48. The method of claim 46 or 47, wherein the guide polynucleotide further comprises a tracrRNA sequence.

49. The method of claim 46 or 47, further comprising introducing a polynucleotide comprising a tracrRNA sequence into the cell.

50. The method of claim 49, wherein the guide polynucleotide, tracrRNA sequence and the stiCas9 are capable of forming a complex, and wherein the complex does not exist in nature.

51. The method of any one of claims 46 to 50, wherein the complex is capable of cleavage at a site within 10 nucleotides of the protospacer sequence adjacent to a motif (PAM).

52. The method of any one of claims 46 to 51, wherein the complex is capable of cleavage at a site within 5 nucleotides of the protospacer sequence adjacent to the motif (PAM).

53. The method of any one of claims 46 to 52, wherein the complex is capable of cleavage at a site within 3 nucleotides of the protospacer sequence adjacent to a motif (PAM).

54. The method of any one of claims 46 to 53, wherein the target sequence is 5 'of a Protospacer Adjacent Motif (PAM) and the PAM comprises a 3' G-rich motif.

55. The method of any one of claims 46 to 54, wherein the target sequence is 5' of PAM and the PAM sequence is NGG, wherein N is A, C, G or T.

56. The method of any one of claims 46 to 55, wherein the sticky ends comprise single stranded polynucleotide overhangs of 3 to 40 nucleotides.

57. The method of any one of claims 46 to 56, wherein the sticky ends comprise single stranded polynucleotide overhangs of 4 to 20 nucleotides.

58. The method of any one of claims 46 to 57, wherein the sticky ends comprise single stranded polynucleotide overhangs of 5 to 15 nucleotides.

59. The method of any one of claims 46 to 58, wherein the stCas 9 is derived from a bacterial species having a type II-B CRISPR system.

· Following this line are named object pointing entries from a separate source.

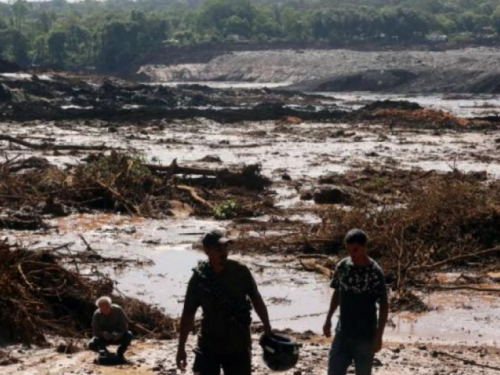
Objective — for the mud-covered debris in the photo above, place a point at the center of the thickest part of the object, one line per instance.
(331, 194)
(211, 159)
(40, 297)
(403, 105)
(289, 120)
(5, 93)
(408, 301)
(124, 183)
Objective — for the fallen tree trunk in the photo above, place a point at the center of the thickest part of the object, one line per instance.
(249, 176)
(51, 146)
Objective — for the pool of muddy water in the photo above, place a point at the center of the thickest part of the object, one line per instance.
(299, 300)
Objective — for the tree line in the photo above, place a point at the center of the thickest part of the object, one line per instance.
(102, 35)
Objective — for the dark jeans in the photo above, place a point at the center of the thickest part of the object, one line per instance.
(97, 343)
(344, 351)
(208, 363)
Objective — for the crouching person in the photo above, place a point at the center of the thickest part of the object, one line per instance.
(110, 327)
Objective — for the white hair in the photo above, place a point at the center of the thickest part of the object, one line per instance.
(103, 301)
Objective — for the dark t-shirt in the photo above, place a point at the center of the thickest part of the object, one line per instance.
(219, 333)
(360, 288)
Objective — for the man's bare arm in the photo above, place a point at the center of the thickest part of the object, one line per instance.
(261, 310)
(334, 304)
(187, 325)
(382, 321)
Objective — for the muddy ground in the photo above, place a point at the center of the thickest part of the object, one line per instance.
(471, 70)
(158, 358)
(311, 142)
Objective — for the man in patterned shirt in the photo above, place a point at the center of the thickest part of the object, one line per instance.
(359, 285)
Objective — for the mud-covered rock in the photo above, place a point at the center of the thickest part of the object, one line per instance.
(332, 194)
(5, 93)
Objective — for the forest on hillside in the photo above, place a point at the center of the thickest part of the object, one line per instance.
(101, 35)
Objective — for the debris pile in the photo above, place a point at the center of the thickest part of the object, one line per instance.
(122, 183)
(439, 221)
(40, 297)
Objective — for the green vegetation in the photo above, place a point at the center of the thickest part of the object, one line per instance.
(103, 35)
(225, 210)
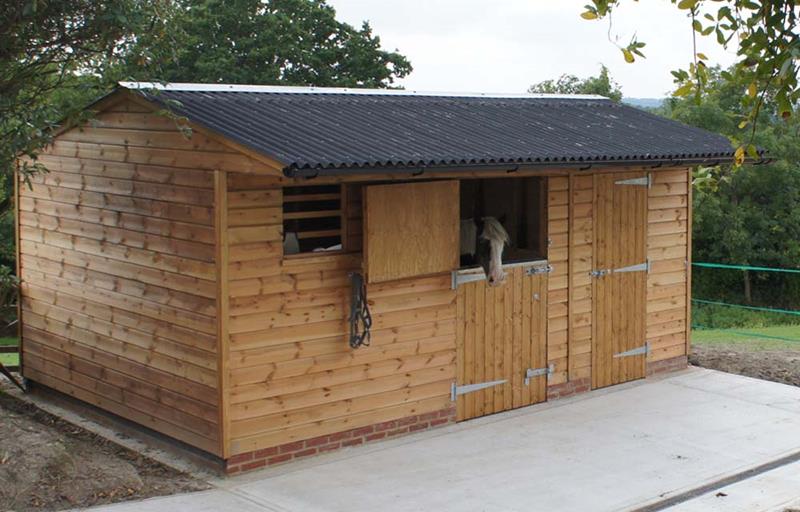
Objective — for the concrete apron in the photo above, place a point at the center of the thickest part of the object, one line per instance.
(621, 448)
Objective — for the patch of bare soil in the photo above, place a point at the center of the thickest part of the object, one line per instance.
(49, 464)
(775, 365)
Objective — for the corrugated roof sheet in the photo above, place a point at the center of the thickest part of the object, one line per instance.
(318, 130)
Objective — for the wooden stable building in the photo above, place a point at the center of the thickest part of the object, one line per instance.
(194, 273)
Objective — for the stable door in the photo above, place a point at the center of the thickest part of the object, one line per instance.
(619, 348)
(501, 336)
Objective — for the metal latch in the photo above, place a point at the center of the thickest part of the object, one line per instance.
(456, 390)
(643, 350)
(532, 271)
(538, 372)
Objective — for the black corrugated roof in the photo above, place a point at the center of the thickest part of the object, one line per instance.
(337, 131)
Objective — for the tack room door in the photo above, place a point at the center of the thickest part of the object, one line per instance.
(502, 351)
(619, 349)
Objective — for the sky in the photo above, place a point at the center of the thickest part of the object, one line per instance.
(504, 46)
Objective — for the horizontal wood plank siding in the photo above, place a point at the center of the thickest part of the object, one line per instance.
(293, 375)
(118, 265)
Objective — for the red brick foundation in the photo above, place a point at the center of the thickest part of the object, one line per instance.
(667, 365)
(357, 436)
(570, 388)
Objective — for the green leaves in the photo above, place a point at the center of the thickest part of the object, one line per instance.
(684, 90)
(764, 35)
(290, 42)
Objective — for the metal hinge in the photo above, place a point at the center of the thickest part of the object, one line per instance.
(639, 267)
(456, 390)
(532, 271)
(644, 181)
(538, 372)
(643, 350)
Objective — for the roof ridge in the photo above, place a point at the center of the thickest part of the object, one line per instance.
(287, 89)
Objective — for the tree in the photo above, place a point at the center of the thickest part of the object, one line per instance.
(601, 84)
(292, 42)
(57, 56)
(53, 58)
(750, 215)
(765, 35)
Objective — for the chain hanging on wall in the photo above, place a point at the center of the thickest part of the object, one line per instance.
(360, 318)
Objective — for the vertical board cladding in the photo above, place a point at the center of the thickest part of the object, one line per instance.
(293, 375)
(581, 236)
(558, 289)
(668, 252)
(118, 255)
(570, 312)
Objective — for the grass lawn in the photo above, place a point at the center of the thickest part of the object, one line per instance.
(9, 359)
(775, 338)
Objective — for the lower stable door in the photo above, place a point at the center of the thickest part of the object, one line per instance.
(619, 349)
(502, 349)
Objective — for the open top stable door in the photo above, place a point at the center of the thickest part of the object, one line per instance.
(619, 349)
(410, 229)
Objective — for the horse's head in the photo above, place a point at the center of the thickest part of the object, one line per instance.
(489, 251)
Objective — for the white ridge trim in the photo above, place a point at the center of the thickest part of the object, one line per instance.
(283, 89)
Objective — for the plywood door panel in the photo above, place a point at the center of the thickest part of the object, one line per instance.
(620, 240)
(501, 332)
(412, 229)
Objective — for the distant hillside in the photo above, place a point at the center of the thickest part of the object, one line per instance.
(644, 102)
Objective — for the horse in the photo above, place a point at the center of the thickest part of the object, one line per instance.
(485, 249)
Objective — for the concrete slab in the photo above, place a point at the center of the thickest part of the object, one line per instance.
(773, 491)
(615, 449)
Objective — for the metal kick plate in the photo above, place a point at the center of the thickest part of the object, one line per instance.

60. The method of any one of claims 46 to 59, wherein the eukaryotic cell is an animal or human cell.

61. The method of any one of claims 46 to 60, wherein the eukaryotic cell is a human cell.

62. The method of any one of claims 46 to 59, wherein the eukaryotic cell is a plant cell.

63. The method of any one of claims 46 to 62, wherein the modification is a deletion of at least a portion of the target sequence.

64. The method of any one of claims 46 to 62, wherein the modification is a mutation of the target sequence.

65. The method of any one of claims 46 to 62, wherein the modification is insertion of a sequence of interest into the target sequence.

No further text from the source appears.